Greg Kingston, head of marketing and proposition at Suffolk Life.

From the self-invested personal pension perspective, Mr Kingston said the manifestos firmly put an end to thinking that pensions will ever be immune from politically motivated change.

“The sheer scale of existing pension funds as well as tax receipts from pension income and tax relief from contributions makes them a soft target where relatively small changes can generate significant revenues for the exchequer.

“However, with so much focus on manifesto pledges being demonstrably funded, what’s often overlooked is the annual £13bn of income tax delivered by pensions in payment.

“That tax take will slowly dwindle over a generation if savers are not sufficiently encouraged to continue saving the right amounts into their pensions.”

Jamie Smith-Thompson, managing director at Portal Financial

The pension advisory firm’s boss said that the positive news for pensions is that Labour, the Liberal Democrats and the Conservatives have all included a pledge to continue with the triple lock and the popular pension freedoms.

“Overall there is remarkable consistency on pensions with all three parties, including commitment to the recent pension changes.
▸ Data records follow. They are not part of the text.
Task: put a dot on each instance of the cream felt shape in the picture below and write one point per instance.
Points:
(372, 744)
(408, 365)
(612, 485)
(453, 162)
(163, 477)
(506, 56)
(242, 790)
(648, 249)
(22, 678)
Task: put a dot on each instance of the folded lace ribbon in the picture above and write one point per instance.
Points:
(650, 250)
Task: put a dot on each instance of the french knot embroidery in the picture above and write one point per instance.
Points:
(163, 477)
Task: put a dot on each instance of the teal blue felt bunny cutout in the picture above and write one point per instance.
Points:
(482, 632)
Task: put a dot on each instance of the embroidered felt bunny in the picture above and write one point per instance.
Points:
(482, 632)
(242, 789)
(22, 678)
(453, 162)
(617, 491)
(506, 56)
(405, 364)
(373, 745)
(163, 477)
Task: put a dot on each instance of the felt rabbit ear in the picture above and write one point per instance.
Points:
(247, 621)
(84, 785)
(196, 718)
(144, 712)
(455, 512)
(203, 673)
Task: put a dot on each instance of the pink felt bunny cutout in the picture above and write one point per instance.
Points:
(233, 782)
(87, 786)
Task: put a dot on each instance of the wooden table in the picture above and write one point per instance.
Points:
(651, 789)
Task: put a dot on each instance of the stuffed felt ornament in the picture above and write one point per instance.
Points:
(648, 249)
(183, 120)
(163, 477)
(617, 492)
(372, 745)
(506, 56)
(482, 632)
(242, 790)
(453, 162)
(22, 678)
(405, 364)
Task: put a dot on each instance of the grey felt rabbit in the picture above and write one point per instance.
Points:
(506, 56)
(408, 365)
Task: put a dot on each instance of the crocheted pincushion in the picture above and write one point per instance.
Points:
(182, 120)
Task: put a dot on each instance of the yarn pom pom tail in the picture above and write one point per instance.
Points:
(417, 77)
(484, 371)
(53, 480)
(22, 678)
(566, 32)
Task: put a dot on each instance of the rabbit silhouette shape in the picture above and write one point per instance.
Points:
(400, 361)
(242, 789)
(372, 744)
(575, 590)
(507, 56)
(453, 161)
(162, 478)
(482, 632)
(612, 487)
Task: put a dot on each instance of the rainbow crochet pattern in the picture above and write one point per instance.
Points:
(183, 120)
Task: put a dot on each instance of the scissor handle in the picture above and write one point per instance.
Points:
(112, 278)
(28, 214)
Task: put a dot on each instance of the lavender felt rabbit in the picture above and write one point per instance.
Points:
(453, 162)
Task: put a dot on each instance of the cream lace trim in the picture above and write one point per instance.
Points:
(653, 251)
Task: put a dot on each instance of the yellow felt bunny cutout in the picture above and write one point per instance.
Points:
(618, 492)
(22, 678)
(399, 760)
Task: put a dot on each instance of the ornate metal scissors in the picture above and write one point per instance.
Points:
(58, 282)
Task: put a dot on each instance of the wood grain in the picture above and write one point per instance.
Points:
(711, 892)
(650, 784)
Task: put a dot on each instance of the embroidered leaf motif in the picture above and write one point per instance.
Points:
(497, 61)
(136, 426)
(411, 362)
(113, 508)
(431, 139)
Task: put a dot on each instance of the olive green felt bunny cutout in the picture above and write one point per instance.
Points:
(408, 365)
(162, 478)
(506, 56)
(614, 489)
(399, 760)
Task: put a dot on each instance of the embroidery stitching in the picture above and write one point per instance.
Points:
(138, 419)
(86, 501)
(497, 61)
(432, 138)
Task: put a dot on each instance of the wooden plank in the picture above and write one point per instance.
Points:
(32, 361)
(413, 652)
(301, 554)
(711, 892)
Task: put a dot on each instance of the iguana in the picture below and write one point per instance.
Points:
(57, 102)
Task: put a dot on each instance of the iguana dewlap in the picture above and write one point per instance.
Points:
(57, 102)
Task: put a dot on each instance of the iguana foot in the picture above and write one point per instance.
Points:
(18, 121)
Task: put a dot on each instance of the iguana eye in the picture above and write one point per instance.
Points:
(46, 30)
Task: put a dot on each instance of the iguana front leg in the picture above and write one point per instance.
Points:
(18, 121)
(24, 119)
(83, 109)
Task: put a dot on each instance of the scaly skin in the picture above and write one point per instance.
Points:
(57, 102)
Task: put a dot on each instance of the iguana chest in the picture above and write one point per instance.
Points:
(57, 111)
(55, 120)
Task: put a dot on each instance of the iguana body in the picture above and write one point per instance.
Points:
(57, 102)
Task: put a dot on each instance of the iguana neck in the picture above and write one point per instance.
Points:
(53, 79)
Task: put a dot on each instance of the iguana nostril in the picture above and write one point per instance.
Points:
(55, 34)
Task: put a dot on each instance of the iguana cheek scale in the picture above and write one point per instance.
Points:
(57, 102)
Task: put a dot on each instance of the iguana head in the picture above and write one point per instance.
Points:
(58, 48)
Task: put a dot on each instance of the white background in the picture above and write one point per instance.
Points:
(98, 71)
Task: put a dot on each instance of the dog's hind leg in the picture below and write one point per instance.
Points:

However, Labour have stated they will reform the market to protect savers, so clarification on how they plan to do this would be welcome.”

Kevin Wesbroom, senior partner at Aon Hewitt

The consultancy’s pension expert commented that the winner for most uses of the word ‘pensions’ in their manifesto goes to Ukip, which also had the only bit of ‘new’ policy in their replacement of state pension age by a window system.

“Good forward thinking stuff, messy to work through in terms of interaction with means testing, but a good idea in relation to an ageing workforce and allowing people to phase into retirement or work part time as they get close to retirement,” he stated.

More generally though, Mr Wesbroom commented that the big manifesto issue is what’s not in there: nothing about stopping salary sacrifice on pension contributions or moving the basis of taxation to a fundamentally different basis.

“This will be the really big pensions prize for any incoming government, looking for some realistic savings to pay for their extravagant election promises/bribes.

“No way they will want to say this in advance, because unlike George Osborne’s policy, it won’t be popular. But it’s the only move that has enough noughts attached to it, to move the dial.”